The finding that no patients with detectable AR-V7 in circulating tumor cells responded to either enzalutamide or abiraterone was “striking,” wrote Dr Peter Nelson in an editorial. He said that although further studies would be required to validate these results, a biomarker with 100% specificity in predicting lack of treatment response would be a “major step forward” in the treatment of patients with mCRPC.
Results Mixed For Pazopanib Maintenance in Ovarian Cancer
Maintenance therapy with pazopanib (Votrient, GlaxoSmithKline) improved PFS in ovarian cancer but was poorly tolerated, according to the results of a recent trial. Pazopanib is a multikinase inhibitor of vascular endothelial growth factor that is approved for the treatment of advanced renal cell carcinoma and soft tissue sarcoma.
The trial, which was published online September 15th in the Journal of Clinical Oncology with Dr Andreas du Bois as the first author, included 940 patients with stages II to IV cancer of the ovary, fallopian tube, or peritoneum who had no evidence of disease progression after primary therapy (surgery plus at least 5 cycles of platinum-taxane chemotherapy). Patients were randomly assigned to receive pazopanib 800 mg once per day or placebo for up to 24 months.
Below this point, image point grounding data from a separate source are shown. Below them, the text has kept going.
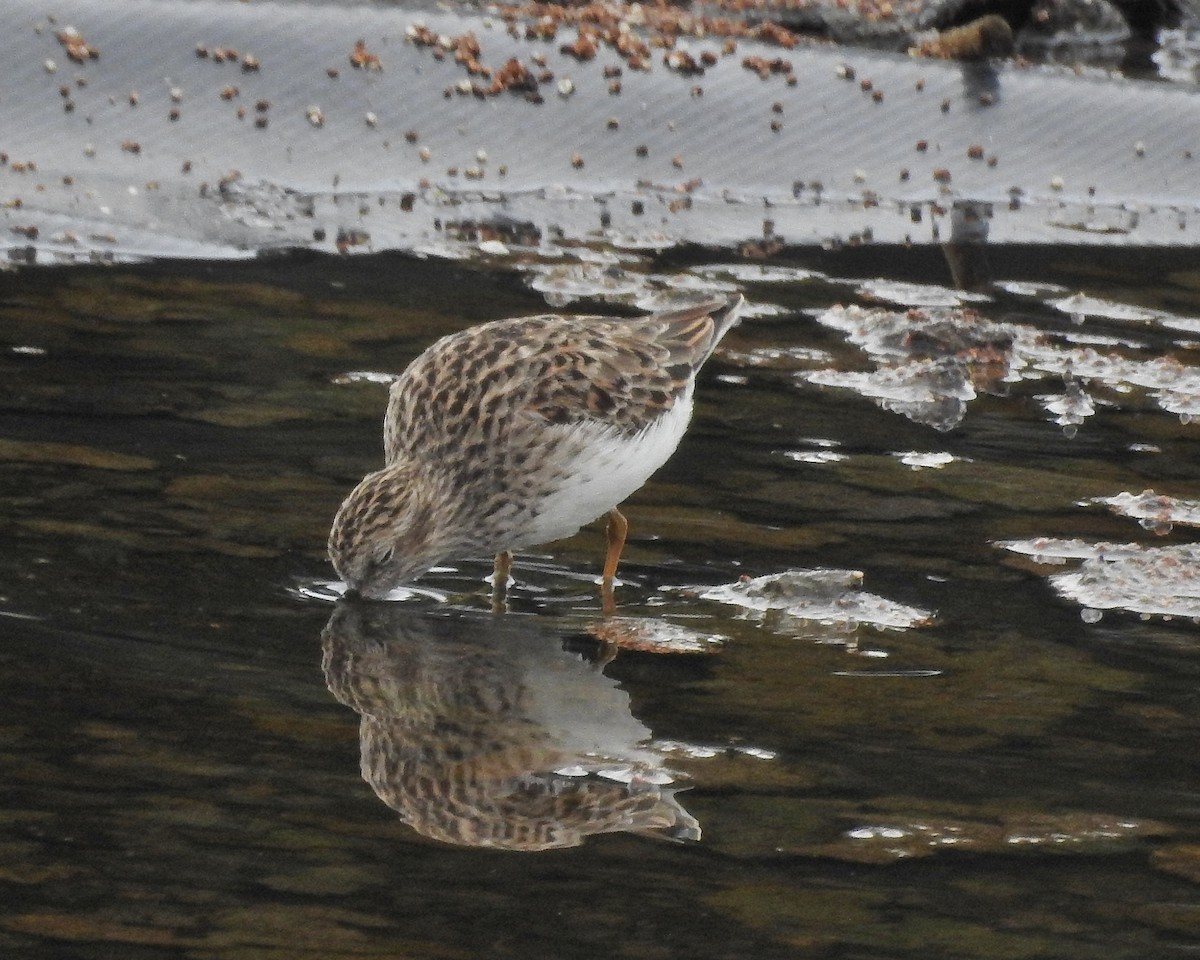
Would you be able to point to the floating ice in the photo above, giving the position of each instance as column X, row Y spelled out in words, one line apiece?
column 1152, row 509
column 919, row 461
column 928, row 391
column 823, row 595
column 1071, row 408
column 778, row 358
column 651, row 635
column 1159, row 581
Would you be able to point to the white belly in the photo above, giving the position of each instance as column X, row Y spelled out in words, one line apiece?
column 605, row 469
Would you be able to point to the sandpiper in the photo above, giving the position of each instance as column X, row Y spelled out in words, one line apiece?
column 517, row 432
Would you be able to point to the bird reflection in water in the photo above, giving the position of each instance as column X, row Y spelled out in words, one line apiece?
column 487, row 732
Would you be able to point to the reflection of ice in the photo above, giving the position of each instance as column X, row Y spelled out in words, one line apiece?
column 1081, row 305
column 364, row 376
column 563, row 283
column 1036, row 289
column 826, row 597
column 756, row 273
column 888, row 334
column 335, row 589
column 931, row 361
column 917, row 294
column 778, row 358
column 1055, row 551
column 1174, row 387
column 919, row 461
column 1155, row 510
column 703, row 751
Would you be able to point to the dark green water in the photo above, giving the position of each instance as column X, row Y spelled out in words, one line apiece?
column 180, row 730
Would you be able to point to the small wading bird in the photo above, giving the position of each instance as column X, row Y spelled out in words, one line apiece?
column 519, row 432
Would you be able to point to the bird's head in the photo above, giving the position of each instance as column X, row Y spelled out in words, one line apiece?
column 385, row 532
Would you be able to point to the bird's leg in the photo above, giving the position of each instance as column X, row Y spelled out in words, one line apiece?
column 501, row 570
column 616, row 533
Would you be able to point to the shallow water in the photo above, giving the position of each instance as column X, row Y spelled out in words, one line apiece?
column 954, row 754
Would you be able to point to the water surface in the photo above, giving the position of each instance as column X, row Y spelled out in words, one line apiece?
column 939, row 749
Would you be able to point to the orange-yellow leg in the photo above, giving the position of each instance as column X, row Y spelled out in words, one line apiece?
column 616, row 532
column 501, row 570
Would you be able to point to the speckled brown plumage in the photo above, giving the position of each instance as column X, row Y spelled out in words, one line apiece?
column 517, row 432
column 484, row 732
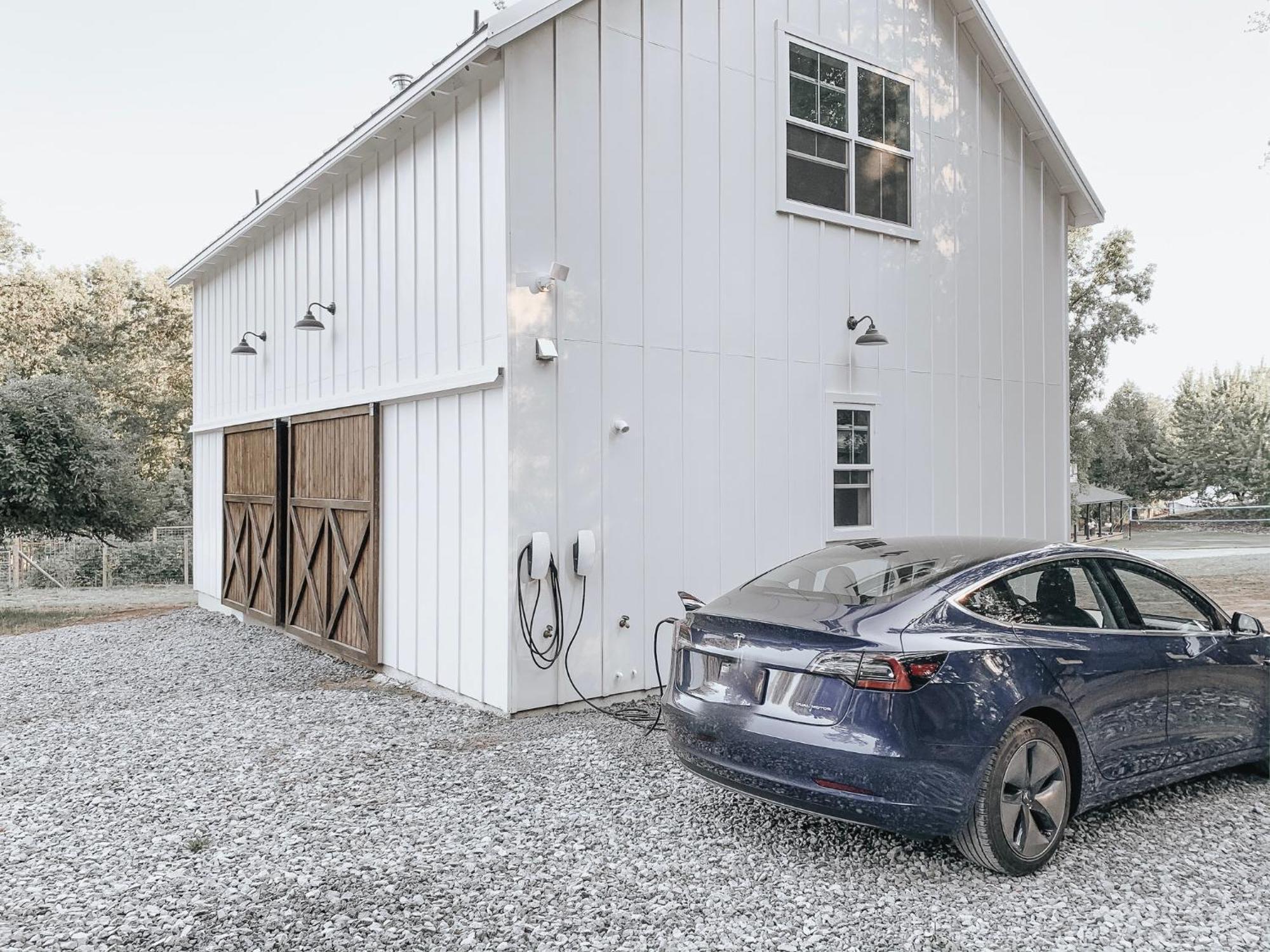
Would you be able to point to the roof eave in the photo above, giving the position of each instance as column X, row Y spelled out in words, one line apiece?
column 385, row 116
column 1085, row 206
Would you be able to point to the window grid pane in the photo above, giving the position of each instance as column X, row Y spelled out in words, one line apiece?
column 819, row 86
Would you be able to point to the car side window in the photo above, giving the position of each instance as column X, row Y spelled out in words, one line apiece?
column 1061, row 595
column 1159, row 602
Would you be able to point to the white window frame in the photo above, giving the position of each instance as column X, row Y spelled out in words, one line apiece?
column 849, row 402
column 785, row 35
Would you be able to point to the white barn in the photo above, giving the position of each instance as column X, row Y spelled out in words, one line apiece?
column 728, row 182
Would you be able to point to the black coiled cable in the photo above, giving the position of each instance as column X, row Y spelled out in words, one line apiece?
column 548, row 656
column 543, row 657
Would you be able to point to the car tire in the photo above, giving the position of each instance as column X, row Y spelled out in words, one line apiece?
column 1023, row 805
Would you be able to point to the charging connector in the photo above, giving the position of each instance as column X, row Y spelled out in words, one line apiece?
column 584, row 553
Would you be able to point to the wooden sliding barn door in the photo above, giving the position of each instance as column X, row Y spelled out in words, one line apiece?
column 333, row 531
column 252, row 550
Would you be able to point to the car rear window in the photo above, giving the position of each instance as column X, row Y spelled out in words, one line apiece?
column 866, row 572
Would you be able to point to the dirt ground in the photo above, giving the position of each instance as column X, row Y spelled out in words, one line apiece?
column 1233, row 568
column 35, row 610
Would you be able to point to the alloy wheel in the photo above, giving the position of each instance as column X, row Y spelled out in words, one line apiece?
column 1033, row 799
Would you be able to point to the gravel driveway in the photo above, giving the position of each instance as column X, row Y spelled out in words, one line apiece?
column 186, row 781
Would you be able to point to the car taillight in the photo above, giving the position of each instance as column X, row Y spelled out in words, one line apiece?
column 874, row 671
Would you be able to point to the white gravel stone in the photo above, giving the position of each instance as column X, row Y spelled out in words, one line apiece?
column 190, row 783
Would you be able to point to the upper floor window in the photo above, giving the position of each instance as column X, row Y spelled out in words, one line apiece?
column 848, row 139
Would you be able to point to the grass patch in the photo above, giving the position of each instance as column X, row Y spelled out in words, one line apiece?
column 197, row 845
column 23, row 621
column 20, row 621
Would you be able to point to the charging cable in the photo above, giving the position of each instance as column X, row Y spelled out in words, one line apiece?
column 648, row 722
column 544, row 657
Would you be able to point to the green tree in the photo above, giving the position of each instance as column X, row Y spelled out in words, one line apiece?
column 121, row 331
column 63, row 472
column 13, row 249
column 1219, row 436
column 1126, row 437
column 1104, row 291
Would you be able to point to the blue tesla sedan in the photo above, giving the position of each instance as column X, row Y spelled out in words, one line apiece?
column 982, row 690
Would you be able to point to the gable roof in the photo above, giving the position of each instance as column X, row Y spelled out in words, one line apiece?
column 525, row 16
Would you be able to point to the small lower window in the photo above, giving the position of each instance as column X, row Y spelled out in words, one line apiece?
column 853, row 468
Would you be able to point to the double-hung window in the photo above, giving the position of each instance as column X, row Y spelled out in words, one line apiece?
column 848, row 139
column 853, row 468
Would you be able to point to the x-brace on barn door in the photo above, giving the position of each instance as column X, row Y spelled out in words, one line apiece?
column 252, row 532
column 333, row 531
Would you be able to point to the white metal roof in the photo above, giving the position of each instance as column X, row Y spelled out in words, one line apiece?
column 525, row 16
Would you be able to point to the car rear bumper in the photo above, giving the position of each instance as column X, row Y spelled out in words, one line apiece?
column 915, row 790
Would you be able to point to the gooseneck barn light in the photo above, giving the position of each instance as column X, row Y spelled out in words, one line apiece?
column 872, row 337
column 311, row 323
column 243, row 348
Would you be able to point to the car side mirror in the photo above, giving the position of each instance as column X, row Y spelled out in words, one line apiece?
column 692, row 604
column 1244, row 624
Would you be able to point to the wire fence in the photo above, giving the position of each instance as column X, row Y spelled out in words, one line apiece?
column 161, row 558
column 1216, row 519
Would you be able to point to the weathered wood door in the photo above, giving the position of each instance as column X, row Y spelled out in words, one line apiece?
column 252, row 549
column 333, row 531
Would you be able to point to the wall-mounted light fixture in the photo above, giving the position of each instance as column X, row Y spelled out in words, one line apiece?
column 872, row 337
column 243, row 348
column 311, row 323
column 538, row 284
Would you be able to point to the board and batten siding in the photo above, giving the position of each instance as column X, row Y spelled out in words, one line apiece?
column 445, row 579
column 410, row 241
column 643, row 155
column 209, row 463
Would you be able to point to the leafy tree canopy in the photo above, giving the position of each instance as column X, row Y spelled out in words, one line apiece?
column 1219, row 436
column 1104, row 290
column 1123, row 437
column 121, row 331
column 63, row 472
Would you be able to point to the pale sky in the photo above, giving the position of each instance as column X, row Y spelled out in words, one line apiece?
column 142, row 128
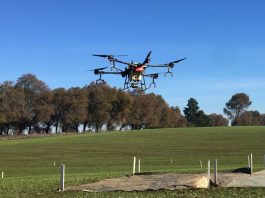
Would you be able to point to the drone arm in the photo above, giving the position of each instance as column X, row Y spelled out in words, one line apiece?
column 103, row 72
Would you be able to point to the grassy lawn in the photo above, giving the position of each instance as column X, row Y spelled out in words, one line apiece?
column 29, row 163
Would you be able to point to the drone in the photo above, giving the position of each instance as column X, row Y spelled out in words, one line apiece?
column 134, row 73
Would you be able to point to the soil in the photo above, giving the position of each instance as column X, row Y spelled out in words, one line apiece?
column 173, row 181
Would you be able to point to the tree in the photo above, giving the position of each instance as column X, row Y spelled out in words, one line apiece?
column 191, row 111
column 100, row 104
column 236, row 106
column 202, row 120
column 44, row 110
column 250, row 118
column 33, row 89
column 217, row 120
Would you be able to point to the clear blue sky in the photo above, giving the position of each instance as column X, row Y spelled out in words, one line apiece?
column 223, row 41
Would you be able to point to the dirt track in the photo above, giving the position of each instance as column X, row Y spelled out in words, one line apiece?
column 172, row 181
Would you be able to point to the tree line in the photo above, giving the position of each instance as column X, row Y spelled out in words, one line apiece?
column 30, row 105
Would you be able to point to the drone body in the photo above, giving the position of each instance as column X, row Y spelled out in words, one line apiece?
column 134, row 73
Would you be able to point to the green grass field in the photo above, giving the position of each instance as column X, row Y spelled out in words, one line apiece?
column 29, row 169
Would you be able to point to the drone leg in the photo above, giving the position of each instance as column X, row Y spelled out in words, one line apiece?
column 125, row 83
column 168, row 72
column 100, row 80
column 143, row 85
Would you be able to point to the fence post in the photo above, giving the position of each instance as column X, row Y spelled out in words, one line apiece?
column 215, row 171
column 251, row 164
column 134, row 163
column 62, row 177
column 248, row 162
column 209, row 172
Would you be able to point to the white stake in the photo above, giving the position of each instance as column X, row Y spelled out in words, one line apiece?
column 209, row 171
column 248, row 162
column 62, row 177
column 134, row 163
column 251, row 164
column 215, row 171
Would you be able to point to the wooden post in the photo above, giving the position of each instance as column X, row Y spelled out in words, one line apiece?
column 62, row 177
column 248, row 162
column 134, row 163
column 209, row 171
column 215, row 171
column 251, row 164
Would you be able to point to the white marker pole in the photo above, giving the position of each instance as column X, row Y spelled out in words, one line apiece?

The median PFS was significantly higher with pazopanib than with placebo (17.9 vs 12.3 months; hazard ratio, 0.77; 95% CI, 0.64 to 0.91; P=.0021), but an interim survival analysis based on events in one-third of the patients found no effect of pazopanib on overall survival. Grade 3 or 4 adverse events were significantly higher with pazopanib than with placebo, and included hypertension, neutropenia, liver-related toxicity, diarrhea, fatigue, and thrombocytopenia. Patients taking pazopanib were significantly more likely than those taking a placebo to discontinue treatment owing to adverse events (33% vs 5.6%).
Dr Kate Oliver, who wrote an editorial that accompanied the study, said that the “unfavorable benefit-to-risk profile” of pazopanib for maintenance in ovarian cancer was consistent with the results of several previous trials.